En annonçant que l’édition 2018 serait traversée par les questions sur le genre, le directeur Olivier Py n’a pas menti. Il en a même fait le fil rouge quotidien de sa manifestation. Chaque jour à midi, le genre sera passé aux rayons x sur une place publique en forme d’agora : les jardins Ceccano. En 2017, Christiane Taubira y avait fait résonner ses talents de tribun devant une foule enthousiaste. Le relais est pris par les acteurs élèves de l’école de Saint-Etienne, des comédiens professionnels, des citoyens amateurs et des invités spéciaux parmi lesquels Béatrice Dalle ou Virginie Despentes. Une assemblée hétéroclite réunie par David Bobée, maître d’œuvre de l’aventure qui, avec l’aide d’Arnaud Alessandrin, enseignant à l’université de Bordeaux, a bâti le feuilleton à partir d’études sociologiques. Pour le metteur en scène, directeur du CDN de Rouen, pas question d’enfermer le genre dans la seule sphère de la sexualité : « Mon angle d’attaque est de montrer de quelle manière étudier le genre aide à lutter contre les discriminations. »

“Je souhaite parler du réel et de la vie des gens”, David Bobée
Pour écrire les épisodes qu’incarneront les participants, l’auteur Ronan Chéneau n’a pas procédé de manière historique. Ancré dans le présent, il ouvre une après l’autre les portes vers des sujets polémiques : le féminisme, le matrimoine, les minorités, le corps et ses transformations ou bien encore le patriarcat seront abordés à l’ombre des platanes centenaires. « Chaque épisode a sa propre forme : participatif, performatif, documentaire », explique Bobée.
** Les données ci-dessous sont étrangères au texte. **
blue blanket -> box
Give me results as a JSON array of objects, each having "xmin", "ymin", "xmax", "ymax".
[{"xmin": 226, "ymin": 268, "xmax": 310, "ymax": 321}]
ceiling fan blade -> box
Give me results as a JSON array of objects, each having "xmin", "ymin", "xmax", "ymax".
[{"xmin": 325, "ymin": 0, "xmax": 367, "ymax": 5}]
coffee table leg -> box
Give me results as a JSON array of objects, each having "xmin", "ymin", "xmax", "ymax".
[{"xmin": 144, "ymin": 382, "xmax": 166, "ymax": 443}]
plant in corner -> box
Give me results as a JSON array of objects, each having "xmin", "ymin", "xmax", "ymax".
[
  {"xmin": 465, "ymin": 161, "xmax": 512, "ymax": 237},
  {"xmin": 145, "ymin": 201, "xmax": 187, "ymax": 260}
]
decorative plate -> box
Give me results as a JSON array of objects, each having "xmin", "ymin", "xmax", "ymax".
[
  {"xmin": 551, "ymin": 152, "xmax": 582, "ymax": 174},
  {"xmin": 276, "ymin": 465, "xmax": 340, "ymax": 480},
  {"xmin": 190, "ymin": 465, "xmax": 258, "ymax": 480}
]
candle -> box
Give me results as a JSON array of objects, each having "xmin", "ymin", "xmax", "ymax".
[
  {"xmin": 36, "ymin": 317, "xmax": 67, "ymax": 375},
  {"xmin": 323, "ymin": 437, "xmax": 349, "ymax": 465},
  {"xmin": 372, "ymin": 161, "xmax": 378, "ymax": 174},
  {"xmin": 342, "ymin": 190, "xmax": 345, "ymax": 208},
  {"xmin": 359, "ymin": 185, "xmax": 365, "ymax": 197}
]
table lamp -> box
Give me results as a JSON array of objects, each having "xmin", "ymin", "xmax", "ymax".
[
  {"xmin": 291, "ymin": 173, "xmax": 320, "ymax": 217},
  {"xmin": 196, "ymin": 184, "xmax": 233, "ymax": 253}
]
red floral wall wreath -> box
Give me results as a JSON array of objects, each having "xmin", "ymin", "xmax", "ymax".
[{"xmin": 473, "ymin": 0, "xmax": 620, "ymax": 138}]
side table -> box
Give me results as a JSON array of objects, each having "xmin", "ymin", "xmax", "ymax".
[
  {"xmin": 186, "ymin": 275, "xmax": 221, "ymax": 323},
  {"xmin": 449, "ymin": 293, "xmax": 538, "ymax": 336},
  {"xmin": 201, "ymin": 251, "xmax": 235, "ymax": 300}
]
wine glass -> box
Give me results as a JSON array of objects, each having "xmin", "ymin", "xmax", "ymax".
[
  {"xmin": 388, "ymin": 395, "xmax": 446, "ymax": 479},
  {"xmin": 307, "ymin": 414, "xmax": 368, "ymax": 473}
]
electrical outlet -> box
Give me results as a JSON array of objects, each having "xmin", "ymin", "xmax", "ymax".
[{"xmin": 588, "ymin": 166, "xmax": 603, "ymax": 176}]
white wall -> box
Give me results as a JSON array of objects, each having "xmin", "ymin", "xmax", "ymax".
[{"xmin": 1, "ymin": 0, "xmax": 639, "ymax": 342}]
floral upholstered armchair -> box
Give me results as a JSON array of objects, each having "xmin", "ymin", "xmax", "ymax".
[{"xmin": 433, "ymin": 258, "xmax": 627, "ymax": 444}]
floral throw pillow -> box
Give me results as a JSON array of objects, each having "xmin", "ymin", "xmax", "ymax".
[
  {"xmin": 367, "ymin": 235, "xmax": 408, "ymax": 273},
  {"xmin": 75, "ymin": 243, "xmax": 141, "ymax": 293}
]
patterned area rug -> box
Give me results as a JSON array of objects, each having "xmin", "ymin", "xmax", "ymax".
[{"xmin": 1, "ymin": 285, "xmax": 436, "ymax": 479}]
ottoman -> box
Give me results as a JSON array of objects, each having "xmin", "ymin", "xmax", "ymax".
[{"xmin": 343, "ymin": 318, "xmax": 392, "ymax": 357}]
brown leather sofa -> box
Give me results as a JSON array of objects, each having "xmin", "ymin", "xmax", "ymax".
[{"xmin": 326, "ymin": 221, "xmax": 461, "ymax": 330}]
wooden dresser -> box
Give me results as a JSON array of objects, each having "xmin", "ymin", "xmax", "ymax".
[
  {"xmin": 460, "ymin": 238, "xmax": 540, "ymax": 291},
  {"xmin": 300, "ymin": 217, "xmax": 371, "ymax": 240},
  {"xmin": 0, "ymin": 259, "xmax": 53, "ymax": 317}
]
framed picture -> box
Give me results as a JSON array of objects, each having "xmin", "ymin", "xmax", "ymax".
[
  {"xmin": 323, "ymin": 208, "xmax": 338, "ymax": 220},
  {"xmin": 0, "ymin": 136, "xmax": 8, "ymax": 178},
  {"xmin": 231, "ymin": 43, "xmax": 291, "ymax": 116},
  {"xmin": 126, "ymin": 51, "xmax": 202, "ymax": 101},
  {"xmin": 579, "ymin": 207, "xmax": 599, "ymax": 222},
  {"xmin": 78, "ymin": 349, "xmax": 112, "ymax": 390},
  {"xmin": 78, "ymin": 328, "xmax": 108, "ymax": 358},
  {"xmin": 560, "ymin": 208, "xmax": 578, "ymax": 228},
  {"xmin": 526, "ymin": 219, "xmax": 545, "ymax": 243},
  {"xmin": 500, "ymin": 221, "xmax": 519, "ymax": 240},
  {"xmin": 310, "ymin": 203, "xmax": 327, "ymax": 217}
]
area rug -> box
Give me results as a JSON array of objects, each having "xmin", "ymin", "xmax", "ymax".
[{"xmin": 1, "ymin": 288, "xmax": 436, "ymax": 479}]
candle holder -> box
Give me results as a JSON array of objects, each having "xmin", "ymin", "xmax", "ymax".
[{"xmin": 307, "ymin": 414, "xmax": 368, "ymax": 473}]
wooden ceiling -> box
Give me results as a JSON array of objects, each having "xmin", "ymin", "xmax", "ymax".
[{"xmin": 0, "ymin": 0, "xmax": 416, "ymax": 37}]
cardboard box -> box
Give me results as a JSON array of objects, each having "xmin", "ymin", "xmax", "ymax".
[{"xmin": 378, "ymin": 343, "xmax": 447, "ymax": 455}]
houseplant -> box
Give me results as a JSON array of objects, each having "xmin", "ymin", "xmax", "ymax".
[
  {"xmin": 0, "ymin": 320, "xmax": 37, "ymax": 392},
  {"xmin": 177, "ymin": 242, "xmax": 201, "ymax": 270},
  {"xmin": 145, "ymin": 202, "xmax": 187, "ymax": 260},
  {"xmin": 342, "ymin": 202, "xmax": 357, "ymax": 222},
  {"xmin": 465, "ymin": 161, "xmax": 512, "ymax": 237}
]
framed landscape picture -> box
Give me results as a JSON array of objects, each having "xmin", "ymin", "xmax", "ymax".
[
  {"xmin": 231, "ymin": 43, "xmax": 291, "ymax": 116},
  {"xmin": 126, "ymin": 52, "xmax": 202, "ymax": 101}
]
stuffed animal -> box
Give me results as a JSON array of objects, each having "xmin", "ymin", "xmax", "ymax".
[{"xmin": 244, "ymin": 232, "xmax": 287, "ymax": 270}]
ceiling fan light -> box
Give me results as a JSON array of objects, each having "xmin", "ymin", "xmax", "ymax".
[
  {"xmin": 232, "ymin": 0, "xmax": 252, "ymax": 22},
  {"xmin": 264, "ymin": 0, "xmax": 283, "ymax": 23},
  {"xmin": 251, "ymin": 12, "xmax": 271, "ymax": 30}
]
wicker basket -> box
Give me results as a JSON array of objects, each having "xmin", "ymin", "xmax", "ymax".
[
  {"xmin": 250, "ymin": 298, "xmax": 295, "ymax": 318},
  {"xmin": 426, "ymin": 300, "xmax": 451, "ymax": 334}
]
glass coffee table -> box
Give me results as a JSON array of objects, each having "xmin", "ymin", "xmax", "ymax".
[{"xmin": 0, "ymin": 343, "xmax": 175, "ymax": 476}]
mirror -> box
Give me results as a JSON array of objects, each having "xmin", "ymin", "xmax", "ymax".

Conscient de naviguer entre pédagogie et politique, il se refuse au militantisme : « Je souhaite parler du réel et de la vie des gens. » Il fait confiance aux possibles du théâtre pour mieux se faire comprendre : « Dans l’épisode intitulé “Tou.te.s minoritaires”, écrit en inclusive, nous séparerons le public en suivant les vingt-quatre critères reconnus par la loi française comme étant discriminatoires. Il y aura d’un côté les hommes, de l’autre les femmes, d’un côté les Blancs, de l’autre les non-Blancs, d’un côté ceux qui pèsent plus de x kilos, et ceux qui pèsent moins, etc. Façon de dire que nous sommes tous minoritaires et tous l’autre de quelqu’un. » Cette mise en jeu du concept de genre prône une approche ludique. On verra ainsi « des enfants d’une classe de Toulon poser à trois jeunes trans en transition les questions que tout le monde a en tête. » Bobée n’est pas là pour provoquer l’hostilité. Le feuilleton doit être une fête partagée. Cela ne l’empêche pas d’être lucide : « La fachosphère se répandra sans doute sur les réseaux sociaux. Mais nous ne sommes pas obligés de la lire. S’il y a des manifestations, nous assumerons la contradiction par le dialogue, le courage et la douceur. »

Mesdames, Messieurs et le reste du monde, feuilleton en treize épisodes de Ronan Chéneau, mise en scène de David Bobée, jardin Ceccano, du 7 au 21 juillet à 12h, relâche le 8 et le 15 (50 mn).